North America could add 75 GW of wind power by 2025

According to MAKE’s latest wind power outlook for North America, unprecedented long-term policy certainty in the U.S., along with a new climate-conscious government in Canada, will enable nearly 75 GW of total wind power growth in the region from 2016 to 2025.

The production tax credit (PTC) in the U.S. was extended in December 2015 as a multiyear phaseout and will support a total of 44.4 GW of wind power additions from 2016 to 2021. However, as the value of the PTC phases down after 2018, several drivers must align to sustain wind power growth in the U.S. At the sub-regional level, Texas will lead wind power growth from 2016 to 2018, followed by the Plains and the Midwest.

Turbine technology advancement and balance-of-plant cost reductions will continue to drive down the levelized cost of electricity (LCOE) of wind power and offset a portion of the lost PTC value from 2019. This will allow wind power to maintain a substantial share of new power generation demand, despite attractive costs for natural gas power and rising competition from solar photovoltaics.

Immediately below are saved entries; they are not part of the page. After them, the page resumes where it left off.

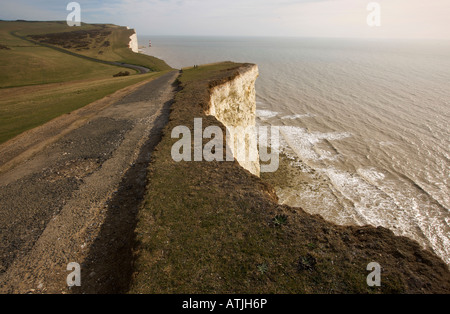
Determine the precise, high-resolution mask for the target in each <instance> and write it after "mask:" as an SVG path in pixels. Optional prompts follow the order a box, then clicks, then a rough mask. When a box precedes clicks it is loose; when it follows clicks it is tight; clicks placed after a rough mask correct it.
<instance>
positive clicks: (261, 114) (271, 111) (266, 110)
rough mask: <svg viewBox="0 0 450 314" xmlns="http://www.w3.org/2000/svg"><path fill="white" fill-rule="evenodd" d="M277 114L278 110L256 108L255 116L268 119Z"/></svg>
mask: <svg viewBox="0 0 450 314" xmlns="http://www.w3.org/2000/svg"><path fill="white" fill-rule="evenodd" d="M277 115H278V112H275V111H271V110H259V109H258V110H256V116H257V117H258V118H260V119H270V118H274V117H276V116H277Z"/></svg>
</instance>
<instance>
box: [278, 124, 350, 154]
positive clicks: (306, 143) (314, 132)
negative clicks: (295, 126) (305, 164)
mask: <svg viewBox="0 0 450 314" xmlns="http://www.w3.org/2000/svg"><path fill="white" fill-rule="evenodd" d="M280 132H281V134H282V135H283V137H284V138H285V140H286V142H287V143H288V144H289V146H290V147H291V148H292V150H293V151H294V152H295V153H296V154H297V155H298V156H299V157H300V158H301V159H303V160H305V159H307V160H323V159H334V158H336V157H337V156H336V153H335V152H330V151H325V150H317V151H316V150H315V149H314V148H315V147H314V145H316V144H317V143H319V142H321V141H324V140H327V141H337V140H342V139H345V138H347V137H350V136H351V134H350V133H347V132H344V133H338V132H334V133H320V132H312V133H310V132H308V131H307V130H306V129H304V128H300V127H295V126H282V127H280Z"/></svg>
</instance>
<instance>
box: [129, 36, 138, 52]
mask: <svg viewBox="0 0 450 314" xmlns="http://www.w3.org/2000/svg"><path fill="white" fill-rule="evenodd" d="M128 47H129V48H130V49H131V50H132V51H133V52H136V53H138V52H139V44H138V40H137V34H136V33H134V34H133V35H131V36H130V43H129V44H128Z"/></svg>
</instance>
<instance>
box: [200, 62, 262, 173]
mask: <svg viewBox="0 0 450 314" xmlns="http://www.w3.org/2000/svg"><path fill="white" fill-rule="evenodd" d="M258 75H259V72H258V66H257V65H253V64H252V65H248V66H246V67H241V68H240V69H239V74H238V75H237V76H236V77H235V78H234V79H232V80H228V81H226V82H225V83H223V84H220V85H218V86H215V87H213V88H212V89H211V92H210V94H211V99H210V107H209V110H207V112H206V114H209V115H212V116H214V117H216V118H217V120H219V121H220V122H222V123H223V124H224V125H225V126H226V128H227V131H228V133H229V136H227V145H228V146H229V148H230V149H231V152H232V153H233V156H234V158H235V159H236V160H237V161H238V162H239V164H240V165H241V166H242V167H244V168H245V169H247V170H248V171H250V172H251V173H252V174H254V175H256V176H259V175H260V164H259V153H258V147H257V134H256V126H255V122H256V121H255V120H256V91H255V82H256V79H257V77H258ZM230 140H231V141H230Z"/></svg>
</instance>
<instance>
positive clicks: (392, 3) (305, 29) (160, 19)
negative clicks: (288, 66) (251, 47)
mask: <svg viewBox="0 0 450 314" xmlns="http://www.w3.org/2000/svg"><path fill="white" fill-rule="evenodd" d="M69 2H71V1H67V0H42V1H41V0H0V19H4V20H16V19H26V20H65V19H66V17H67V15H68V13H69V12H68V11H66V6H67V4H68V3H69ZM77 2H78V3H79V4H80V5H81V19H82V21H83V22H86V23H113V24H118V25H124V26H130V27H131V28H135V29H136V30H137V32H138V34H141V35H225V36H227V35H229V36H302V37H381V38H446V39H450V0H378V1H372V0H278V1H275V0H111V1H106V0H105V1H104V0H100V1H94V0H80V1H77ZM370 2H377V3H379V4H380V7H381V26H379V27H369V26H368V25H367V22H366V19H367V16H368V15H369V13H370V12H369V11H367V5H368V4H369V3H370Z"/></svg>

Last year, the U.S. alone added nearly 8.6 GW of new wind energy generation.

The Clean Power Plan (CPP) is the largest source of uncertainty in the U.S. outlook. Legal challenges remain a concern, especially following the recent Supreme Court decision to grant a stay for CPP implementation. Nevertheless, MAKE forecasts demand from the CPP to drive about 12% of the 10-year growth in wind capacity.

In Canada, energy policies, particularly at the provincial level, remain the most influential wind market drivers, although LCOE and electricity exports become increasingly significant in the latter half of the outlook. Election outcomes in 2015 and subsequent energy policy updates were largely favorable, but upgrades in certain provinces are partially offset by downgrades in others.